[quote]Gillium-001 wrote:
anonym wrote:
I can respect people who strike out on their own as soon as they turn 18, but I don’t think that that, in and of itself, makes one immune to being a loser.
I agree with this. A buddy of mine is in his mid-twenties and moved back with his parents to finish his degree in order to change careers. He pays his own bills and has his own money. He stays out of his parents way and pretty much just uses their house as a place to keep his shit and sleep.
I’d say there are many exceptions when it comes to living with your parents and being a “loser.”[/quote]
Ditto both of you. Very intelligent answers.
Something that does surprise me are college students who don’t work at all, not even during summer break. I know a man who is 19 or 20 now, and is finishing up his undergrad. He lived in the dorms at school and at his parents home in the summer.
However, his parents would send him $125 a week via PayPal during the semester for gas, his cell phone, etc. He was on his parents car insurance, they paid for it. He blew most of the money on junk food. His parents weren’t rich–his mother had to get a minimum-wage job, and most of paycheck went to him.
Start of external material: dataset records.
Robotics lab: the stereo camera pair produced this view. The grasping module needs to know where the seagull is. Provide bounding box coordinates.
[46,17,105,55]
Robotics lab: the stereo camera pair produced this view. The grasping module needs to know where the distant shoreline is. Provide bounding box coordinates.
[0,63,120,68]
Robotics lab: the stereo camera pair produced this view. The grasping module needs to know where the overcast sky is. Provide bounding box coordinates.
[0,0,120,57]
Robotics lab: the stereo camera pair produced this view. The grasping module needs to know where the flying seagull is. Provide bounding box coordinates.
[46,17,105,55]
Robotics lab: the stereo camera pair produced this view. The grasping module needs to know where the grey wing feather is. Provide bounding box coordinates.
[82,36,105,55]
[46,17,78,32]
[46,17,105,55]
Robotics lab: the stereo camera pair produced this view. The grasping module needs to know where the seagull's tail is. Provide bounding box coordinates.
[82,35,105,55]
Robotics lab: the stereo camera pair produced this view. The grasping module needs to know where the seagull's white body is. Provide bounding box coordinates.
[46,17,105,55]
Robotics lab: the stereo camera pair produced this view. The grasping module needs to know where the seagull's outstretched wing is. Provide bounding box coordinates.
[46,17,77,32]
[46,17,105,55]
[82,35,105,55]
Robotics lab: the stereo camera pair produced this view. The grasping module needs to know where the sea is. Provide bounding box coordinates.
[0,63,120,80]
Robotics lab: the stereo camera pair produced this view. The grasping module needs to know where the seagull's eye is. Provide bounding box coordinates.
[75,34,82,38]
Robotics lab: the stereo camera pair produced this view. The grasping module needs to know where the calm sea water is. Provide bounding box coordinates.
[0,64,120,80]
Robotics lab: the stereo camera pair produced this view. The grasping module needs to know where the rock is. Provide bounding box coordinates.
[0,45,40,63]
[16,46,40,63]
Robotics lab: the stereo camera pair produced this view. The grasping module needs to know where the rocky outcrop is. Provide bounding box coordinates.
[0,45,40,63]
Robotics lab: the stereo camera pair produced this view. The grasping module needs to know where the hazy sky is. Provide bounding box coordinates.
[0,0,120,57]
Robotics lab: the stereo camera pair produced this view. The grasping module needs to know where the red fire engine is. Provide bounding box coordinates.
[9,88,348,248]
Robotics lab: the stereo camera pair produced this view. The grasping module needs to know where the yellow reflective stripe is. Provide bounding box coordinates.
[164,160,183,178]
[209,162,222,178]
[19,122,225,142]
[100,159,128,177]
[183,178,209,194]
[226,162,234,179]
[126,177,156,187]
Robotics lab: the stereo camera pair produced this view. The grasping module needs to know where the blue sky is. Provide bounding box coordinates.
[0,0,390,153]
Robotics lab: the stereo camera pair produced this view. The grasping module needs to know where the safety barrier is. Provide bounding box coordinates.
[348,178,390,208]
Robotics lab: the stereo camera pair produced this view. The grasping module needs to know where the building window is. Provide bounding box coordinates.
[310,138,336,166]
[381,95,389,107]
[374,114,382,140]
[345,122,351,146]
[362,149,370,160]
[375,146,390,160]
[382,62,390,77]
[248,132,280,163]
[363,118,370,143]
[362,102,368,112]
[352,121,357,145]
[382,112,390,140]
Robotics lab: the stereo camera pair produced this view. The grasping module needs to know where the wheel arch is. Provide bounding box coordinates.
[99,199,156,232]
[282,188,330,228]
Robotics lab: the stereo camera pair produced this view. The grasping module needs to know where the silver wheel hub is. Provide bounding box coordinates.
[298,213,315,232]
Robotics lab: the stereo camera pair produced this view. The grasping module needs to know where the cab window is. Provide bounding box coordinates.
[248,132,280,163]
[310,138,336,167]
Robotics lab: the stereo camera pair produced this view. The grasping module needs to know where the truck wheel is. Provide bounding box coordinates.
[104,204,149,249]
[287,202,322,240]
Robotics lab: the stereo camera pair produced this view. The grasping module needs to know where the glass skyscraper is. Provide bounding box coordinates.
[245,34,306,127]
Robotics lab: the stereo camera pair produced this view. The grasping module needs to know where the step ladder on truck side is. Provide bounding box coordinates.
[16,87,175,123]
During the summer, he usually sat at home all day eating.
Also, I know a woman who just turned 41. No friends, never had a boyfriend, etc, and she can’t understand why. Here is her situation, however. She lived with her parents until she was 38. She’s been an undergrad working towards a 4-year-degree every year since she was 18. Not joking. She constantly, obsessively changes majors and schools, not to mention she fails about 50% of her classes.
When her parents finally kicked her out, they still paid for everyone single expense she had, including rent. Finally, when she turned 40, they said they were going to get touch and only pay her rent, that she had to pay everything else.
She is constantly in tears, talking about how hard her life is, and that she can’t get a job. The last job she managed to get paid $400 a week. She spent eight hours a day washing dishes by hand. That’s it. She didn’t have to wear any special clothes, she didn’t have to come in early, she could listen to an mp3 player or bring in a small TV while working–the most easy, mindless job in the world.
She complained that it was too difficult, that she had to sort the dishes into specific locations in the kitchen after finishing and that they gave her a 5-page manual to memorize that would teach her where to put things, what do in the event that she broke a plate, etc.
She worked a week and then quit. She will be doing another semester this fall. She still have no degree. Her parents still pay for most of her things. She still complains about not having a job.